The Town of St Arnaud was a local government area about 240 km northwest of Melbourne, the state capital of Victoria, Australia. The town covered an area of 25.92 km2, and existed from 1861 until 1994. Its area was surrounded by the Shire of Kara Kara.

==History==

St Arnaud was first incorporated as a municipal district on 16 August 1861. It became a borough on 1 October 1863, and a town on 17 October 1950.

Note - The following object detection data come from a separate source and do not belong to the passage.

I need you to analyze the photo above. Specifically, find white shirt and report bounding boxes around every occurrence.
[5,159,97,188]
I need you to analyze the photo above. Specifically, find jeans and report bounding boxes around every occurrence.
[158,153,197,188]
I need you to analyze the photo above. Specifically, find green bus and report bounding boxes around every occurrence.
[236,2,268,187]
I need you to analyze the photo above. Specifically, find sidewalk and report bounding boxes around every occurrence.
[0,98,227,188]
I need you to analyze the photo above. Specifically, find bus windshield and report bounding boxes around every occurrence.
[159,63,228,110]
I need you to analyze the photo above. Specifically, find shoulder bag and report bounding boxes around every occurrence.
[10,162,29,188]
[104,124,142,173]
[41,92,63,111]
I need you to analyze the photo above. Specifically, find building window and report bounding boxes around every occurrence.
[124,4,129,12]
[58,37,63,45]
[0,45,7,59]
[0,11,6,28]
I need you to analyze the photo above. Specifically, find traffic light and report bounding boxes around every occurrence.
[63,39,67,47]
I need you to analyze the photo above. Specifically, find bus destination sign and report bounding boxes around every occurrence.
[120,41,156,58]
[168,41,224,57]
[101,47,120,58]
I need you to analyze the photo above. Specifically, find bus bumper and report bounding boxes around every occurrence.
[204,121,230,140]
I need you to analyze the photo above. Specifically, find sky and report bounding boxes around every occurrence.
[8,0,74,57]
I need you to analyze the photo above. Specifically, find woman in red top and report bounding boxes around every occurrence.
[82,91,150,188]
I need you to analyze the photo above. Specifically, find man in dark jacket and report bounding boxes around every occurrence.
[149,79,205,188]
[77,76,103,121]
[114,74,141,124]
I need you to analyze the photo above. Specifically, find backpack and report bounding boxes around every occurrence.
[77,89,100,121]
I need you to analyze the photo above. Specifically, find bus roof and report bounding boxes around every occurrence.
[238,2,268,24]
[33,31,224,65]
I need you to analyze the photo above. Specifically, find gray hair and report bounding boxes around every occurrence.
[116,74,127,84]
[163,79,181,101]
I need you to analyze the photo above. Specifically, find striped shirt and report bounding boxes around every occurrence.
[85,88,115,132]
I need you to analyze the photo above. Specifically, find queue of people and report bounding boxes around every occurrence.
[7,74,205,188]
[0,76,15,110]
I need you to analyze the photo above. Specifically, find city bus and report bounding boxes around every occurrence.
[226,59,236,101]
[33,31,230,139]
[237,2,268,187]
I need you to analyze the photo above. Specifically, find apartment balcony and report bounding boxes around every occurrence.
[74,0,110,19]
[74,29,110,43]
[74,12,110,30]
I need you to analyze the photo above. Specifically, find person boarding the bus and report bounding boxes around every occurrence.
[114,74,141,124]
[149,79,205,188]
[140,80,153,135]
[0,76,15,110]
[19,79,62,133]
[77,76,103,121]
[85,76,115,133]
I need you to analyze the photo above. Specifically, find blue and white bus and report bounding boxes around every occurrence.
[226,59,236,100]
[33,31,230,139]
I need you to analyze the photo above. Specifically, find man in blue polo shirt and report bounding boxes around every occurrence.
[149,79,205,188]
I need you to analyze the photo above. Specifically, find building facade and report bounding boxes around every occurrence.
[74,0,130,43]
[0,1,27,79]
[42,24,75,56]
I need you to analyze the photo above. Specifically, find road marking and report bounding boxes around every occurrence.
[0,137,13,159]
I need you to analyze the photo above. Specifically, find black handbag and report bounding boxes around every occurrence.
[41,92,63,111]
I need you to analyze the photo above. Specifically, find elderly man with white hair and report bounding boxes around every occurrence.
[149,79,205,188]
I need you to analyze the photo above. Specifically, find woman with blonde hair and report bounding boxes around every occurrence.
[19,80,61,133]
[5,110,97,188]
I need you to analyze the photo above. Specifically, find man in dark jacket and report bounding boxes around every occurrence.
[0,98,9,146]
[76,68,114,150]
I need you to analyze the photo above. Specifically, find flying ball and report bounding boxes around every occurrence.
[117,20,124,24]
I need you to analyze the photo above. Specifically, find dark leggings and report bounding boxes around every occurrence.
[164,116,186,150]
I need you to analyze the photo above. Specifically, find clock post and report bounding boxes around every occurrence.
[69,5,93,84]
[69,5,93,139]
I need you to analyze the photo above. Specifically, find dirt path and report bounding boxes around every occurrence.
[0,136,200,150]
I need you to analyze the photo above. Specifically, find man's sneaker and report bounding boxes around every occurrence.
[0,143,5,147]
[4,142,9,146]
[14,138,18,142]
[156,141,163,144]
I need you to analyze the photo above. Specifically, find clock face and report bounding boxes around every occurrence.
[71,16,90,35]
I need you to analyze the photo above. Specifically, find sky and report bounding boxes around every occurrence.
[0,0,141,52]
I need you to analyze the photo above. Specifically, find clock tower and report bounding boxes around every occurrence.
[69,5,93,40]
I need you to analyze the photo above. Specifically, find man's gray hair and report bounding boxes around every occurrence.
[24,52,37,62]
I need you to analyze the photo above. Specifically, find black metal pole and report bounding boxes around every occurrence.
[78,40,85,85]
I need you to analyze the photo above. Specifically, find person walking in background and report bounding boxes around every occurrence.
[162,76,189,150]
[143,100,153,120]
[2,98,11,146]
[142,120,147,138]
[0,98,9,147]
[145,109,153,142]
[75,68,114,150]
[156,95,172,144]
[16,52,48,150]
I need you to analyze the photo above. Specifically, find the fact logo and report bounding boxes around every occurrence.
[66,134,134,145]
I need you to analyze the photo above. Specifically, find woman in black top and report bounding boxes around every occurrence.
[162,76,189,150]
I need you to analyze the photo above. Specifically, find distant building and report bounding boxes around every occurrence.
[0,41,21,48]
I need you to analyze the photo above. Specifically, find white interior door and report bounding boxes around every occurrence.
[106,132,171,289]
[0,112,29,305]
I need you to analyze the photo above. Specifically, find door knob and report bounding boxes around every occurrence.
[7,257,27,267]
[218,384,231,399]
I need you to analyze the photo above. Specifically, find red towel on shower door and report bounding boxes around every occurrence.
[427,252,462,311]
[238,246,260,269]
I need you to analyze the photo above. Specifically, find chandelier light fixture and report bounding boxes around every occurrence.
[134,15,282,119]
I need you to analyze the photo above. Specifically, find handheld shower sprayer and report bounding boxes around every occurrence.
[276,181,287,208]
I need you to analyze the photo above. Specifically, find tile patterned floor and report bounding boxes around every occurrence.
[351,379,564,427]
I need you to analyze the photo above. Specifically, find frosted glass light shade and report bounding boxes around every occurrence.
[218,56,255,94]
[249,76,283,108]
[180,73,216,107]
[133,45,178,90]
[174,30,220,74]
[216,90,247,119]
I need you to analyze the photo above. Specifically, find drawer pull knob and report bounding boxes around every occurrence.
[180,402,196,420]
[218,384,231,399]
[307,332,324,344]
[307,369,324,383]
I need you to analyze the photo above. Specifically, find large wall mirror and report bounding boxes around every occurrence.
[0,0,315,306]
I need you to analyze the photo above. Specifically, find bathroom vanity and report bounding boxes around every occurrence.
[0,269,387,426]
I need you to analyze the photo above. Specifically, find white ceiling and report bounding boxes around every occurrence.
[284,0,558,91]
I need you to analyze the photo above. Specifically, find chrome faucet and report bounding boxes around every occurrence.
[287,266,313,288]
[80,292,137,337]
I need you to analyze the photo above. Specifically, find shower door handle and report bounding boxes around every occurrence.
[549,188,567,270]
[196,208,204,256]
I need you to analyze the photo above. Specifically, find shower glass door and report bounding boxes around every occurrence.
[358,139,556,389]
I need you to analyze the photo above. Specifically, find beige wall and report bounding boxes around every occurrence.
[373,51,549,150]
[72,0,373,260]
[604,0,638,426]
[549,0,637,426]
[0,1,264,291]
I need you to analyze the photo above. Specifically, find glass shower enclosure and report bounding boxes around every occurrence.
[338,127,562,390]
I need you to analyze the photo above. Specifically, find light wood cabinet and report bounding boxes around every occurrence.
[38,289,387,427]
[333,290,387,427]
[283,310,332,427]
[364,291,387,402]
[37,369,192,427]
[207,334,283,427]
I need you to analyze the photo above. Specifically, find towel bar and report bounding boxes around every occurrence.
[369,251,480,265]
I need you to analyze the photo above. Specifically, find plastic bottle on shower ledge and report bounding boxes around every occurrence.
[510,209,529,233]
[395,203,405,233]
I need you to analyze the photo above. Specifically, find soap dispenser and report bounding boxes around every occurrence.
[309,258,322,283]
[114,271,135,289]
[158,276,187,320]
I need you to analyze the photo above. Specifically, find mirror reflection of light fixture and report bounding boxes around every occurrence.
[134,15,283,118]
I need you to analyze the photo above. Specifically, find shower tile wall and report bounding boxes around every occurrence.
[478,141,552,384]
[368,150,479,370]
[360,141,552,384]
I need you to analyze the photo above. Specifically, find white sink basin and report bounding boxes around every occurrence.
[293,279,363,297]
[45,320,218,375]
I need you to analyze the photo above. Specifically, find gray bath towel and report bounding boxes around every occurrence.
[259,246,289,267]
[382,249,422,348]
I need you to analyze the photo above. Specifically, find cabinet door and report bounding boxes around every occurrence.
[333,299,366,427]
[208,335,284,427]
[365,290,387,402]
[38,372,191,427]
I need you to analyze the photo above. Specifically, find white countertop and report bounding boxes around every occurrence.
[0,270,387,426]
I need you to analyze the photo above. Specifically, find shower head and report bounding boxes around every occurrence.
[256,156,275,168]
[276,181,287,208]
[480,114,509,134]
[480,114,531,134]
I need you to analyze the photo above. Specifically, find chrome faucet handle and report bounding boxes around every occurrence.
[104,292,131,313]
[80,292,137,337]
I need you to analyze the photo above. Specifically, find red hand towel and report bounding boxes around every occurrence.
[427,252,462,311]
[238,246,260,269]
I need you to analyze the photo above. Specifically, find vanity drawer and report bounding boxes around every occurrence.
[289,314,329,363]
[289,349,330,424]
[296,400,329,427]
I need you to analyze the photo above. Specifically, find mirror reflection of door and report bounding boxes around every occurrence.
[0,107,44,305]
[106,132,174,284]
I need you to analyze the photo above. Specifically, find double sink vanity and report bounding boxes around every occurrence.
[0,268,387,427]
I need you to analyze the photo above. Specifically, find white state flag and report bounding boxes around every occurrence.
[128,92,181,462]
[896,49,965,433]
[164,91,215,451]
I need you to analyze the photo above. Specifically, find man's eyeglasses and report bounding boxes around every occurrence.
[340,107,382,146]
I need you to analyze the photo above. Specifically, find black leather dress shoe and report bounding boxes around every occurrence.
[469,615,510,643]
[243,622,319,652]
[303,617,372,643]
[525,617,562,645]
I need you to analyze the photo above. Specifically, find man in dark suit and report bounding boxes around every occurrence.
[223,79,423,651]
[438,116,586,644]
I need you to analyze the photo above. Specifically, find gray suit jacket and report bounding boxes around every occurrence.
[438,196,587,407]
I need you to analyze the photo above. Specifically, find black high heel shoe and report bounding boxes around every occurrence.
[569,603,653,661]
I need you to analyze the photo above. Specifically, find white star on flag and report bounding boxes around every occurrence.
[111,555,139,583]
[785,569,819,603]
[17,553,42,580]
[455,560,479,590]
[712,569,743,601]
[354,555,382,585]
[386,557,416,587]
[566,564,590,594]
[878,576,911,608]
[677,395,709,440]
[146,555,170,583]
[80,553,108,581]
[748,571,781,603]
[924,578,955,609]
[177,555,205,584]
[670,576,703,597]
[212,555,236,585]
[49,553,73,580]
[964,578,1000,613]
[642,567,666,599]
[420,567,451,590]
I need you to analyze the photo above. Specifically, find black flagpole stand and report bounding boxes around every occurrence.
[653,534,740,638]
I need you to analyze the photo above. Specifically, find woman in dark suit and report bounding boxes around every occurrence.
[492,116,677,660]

On 20 January 1995, the Town of St Arnaud was abolished, and along with the City of Stawell and parts of the Shires of Ararat, Avoca, Donald, Dunmunkle, Kara Kara, Stawell and the Grampians National Park section of the Shire of Wimmera, was merged into the newly created Shire of Northern Grampians.

===Wards===
The Town of St Arnaud was not subdivided into wards, and the nine councillors represented the entire area.

==Population==

| Year | Population |
|---|---|
| 1954 | 3,037 |
| 1958 | 3,170* |
| 1961 | 3,150 |
| 1966 | 3,003 |
| 1971 | 2,779 |
| 1976 | 2,786 |
| 1981 | 2,721 |
| 1986 | 2,692 |
| 1991 | 2,741 |

- Estimate in the 1958 Victorian Year Book.